A recent appearance by Mark Zuckerberg on the Joe Rogan podcast provides a great explanation of how classifiers, confidence levels, and precision work with machine learning algorithms. He also explained how adjusting trust can impact the amount of collateral damage caused when updates are rolled out. And if you replace “social” with “search,” Zuckerberg could be talking about a major update to Google’s algorithm.
I recently listened to the Joe Rogan podcast with Mark Zuckerberg, CEO of Meta, to hear Mark’s thoughts on AI, augmented reality, the future of social media, etc. Although Mark discussed topics related to social media extensively, there was one part that particularly stood out to me from an SEO perspective. Mark talked about building systems to identify harmful content, building classifiers to identify that content, and then levels of precision (and how that can impact collateral damage).
He explained how this works clearly and succinctly, and I immediately thought it could help website owners better understand how machine learning classifiers work for search. And from Google’s perspective, it could help site owners and SEOs understand why some sites affected by major algorithm updates probably shouldn’t be affected.
Over time, there have been some famously punitive Google algorithm updates that used classifiers to identify sites that were problematic from a quality perspective. And yes, there was collateral damage along the way. Understanding how classifiers work in machine learning highlights the challenge for Google to algorithmically catch bad actors while highlighting the frightening reality of collateral damage. And this collateral damage can be devastating for affected website owners. I’ll cover more about this later in this post.
First, I’m providing Mark’s video clip below. Then I’ll explain how this impacts SEO, Google’s algorithm updates, and some of the most famous punitive algorithm updates Google has released over time. I’ll also explain how this relates to Google’s extensive core updates, which typically roll out four to five times per year and can have a big impact on search visibility across all sites.
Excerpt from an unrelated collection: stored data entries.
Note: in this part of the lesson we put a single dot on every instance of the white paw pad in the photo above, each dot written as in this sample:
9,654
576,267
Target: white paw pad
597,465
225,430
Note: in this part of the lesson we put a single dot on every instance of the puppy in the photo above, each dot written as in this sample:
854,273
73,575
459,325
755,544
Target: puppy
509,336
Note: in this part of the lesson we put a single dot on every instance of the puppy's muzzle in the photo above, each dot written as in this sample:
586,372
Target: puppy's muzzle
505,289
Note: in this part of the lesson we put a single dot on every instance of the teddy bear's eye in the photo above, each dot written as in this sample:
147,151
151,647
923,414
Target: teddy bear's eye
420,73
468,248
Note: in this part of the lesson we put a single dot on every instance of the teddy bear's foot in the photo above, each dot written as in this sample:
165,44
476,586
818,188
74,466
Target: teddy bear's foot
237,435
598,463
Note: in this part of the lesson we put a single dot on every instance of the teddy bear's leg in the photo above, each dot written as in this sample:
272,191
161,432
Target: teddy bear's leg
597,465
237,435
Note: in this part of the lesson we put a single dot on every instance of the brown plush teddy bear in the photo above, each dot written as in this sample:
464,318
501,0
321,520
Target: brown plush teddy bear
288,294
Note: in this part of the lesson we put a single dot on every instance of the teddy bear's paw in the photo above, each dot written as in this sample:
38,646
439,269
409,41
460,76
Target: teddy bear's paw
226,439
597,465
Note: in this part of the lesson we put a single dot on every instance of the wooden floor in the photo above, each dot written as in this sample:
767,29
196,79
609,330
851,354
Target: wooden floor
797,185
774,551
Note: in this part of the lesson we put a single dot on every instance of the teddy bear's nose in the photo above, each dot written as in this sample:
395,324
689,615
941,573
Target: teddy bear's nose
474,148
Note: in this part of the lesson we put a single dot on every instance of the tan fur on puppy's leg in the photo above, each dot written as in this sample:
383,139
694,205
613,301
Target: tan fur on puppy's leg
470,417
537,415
The video clip: Classifiers, confidence levels and collateral damage.
Below, at 30:45 in the video, Mark discusses the challenges of building systems and classifiers to target dangerous content. For website owners and SEOs out there, you can swap “dangerous content” for any type of quality issue that Google wants to address from a machine learning perspective. For example, “unhelpful content” or “spam content”.
How this affects SEO and Google algorithm updates.
As you can see from Mark’s comments, there is always a battle between trust levels and collateral damage. For example, if you have a 99% confidence level on a classifier, you may only be removing a small percentage of low-quality content (or whatever problem you’re targeting). However, if you lower the confidence level to, say, 90%, you may be able to catch 60% of low-quality content, but there will be a lot more collateral damage.
And even at 90% confidence, that means 10% of reported sites (and potentially affected by an algorithm update) could represent collateral damage. And if you multiply that across all sites on the web or within a category that could be targeted, that could result in many sites being affected by an algorithm update that may not be a problem.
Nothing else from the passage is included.